If any of Shakespeare's histories would benefit from a production in this environment, Richard II would be it. With its smaller, denser cast (by Shakespearean history standards), and dealing extensively with Divine Right and royal obligation, the play does feel at home in the churchlike setting. Unfortunately, the director, Lynnea Benson, isn't able to completely use the space to her, or the audience's advantage. Too often, the characters' words are lost in the cavernous gap that separates the playing area from the far wall of the sanctuary.
This is even more problematic given the very nature of the play. Richard II is hardly one of Shakespeare's more action-packed plays. Though it deals with the attempt of the wronged Henry Bolinbroke (Ted Zurkowski) to reclaim his lands, title, and the kingship he believes he is owed from the weak Richard II (Austin Pendleton), the story takes a long time to pick up speed, even under the best of circumstances. Benson and her company of nineteen performers have trouble communicating the story, especially in the earliest scenes, which are almost wall-to-wall political maneuvering. The words come fast and thick, and the actors don't generally seem to have a firm grasp on what they are saying and what it all means. As a result, the crucial groundwork for the dramatic payoffs in the second act isn't successfully laid.
Pendleton succeeds at portraying Richard's confusion and questionable leadership abilities. It was often difficult, however, to determine if the confusion was a legitimate character choice, or if he was having difficulty with his lines - he appeared to be stumbling over them, especially in the first act. He much improved in the second act, though, turning the ineffectual Richard into a fascinating and even sympathetic character as the play reached its conclusion. Zurkowski's Bolinbroke is even less effective, and he seems to remain consistently at one level throughout. His tone of voice, attitude, and even facial expressions never seem to change as his situation grows dimmer or more hopeful. With so much of the play's focus on Bolinbroke, this makes the action, at points, especially difficult to follow.
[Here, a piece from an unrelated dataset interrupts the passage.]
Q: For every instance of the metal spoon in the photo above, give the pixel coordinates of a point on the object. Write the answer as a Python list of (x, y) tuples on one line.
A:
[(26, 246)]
Those in some of the smaller roles fare better. Rhonda Cole brings a great degree of elegance to the Queen, and her scenes are among the most emotionally affecting in the play. Charlotte Hampden, as the Duchess of York, appears only late in the play, but gives great weight to the concerned wife and mother she plays. As both the Bishop of Carlisle and the banished Thomas Mowbray, Martin Carey stands out - his grasp of the language and the characters seems more realized than that of the many of the other actors.
It is an ambitious undertaking for any theatre company to produce a Shakespeare play and more daring still to attempt one of his histories. Richard II is among the most challenging of those, and had the Frog & Peach Theatre Company succeeded with this production on its tiny stage with its glorious background, it would have been all the more remarkable. This production, like Richard II himself, had good intentions, but made one too many missteps along the way.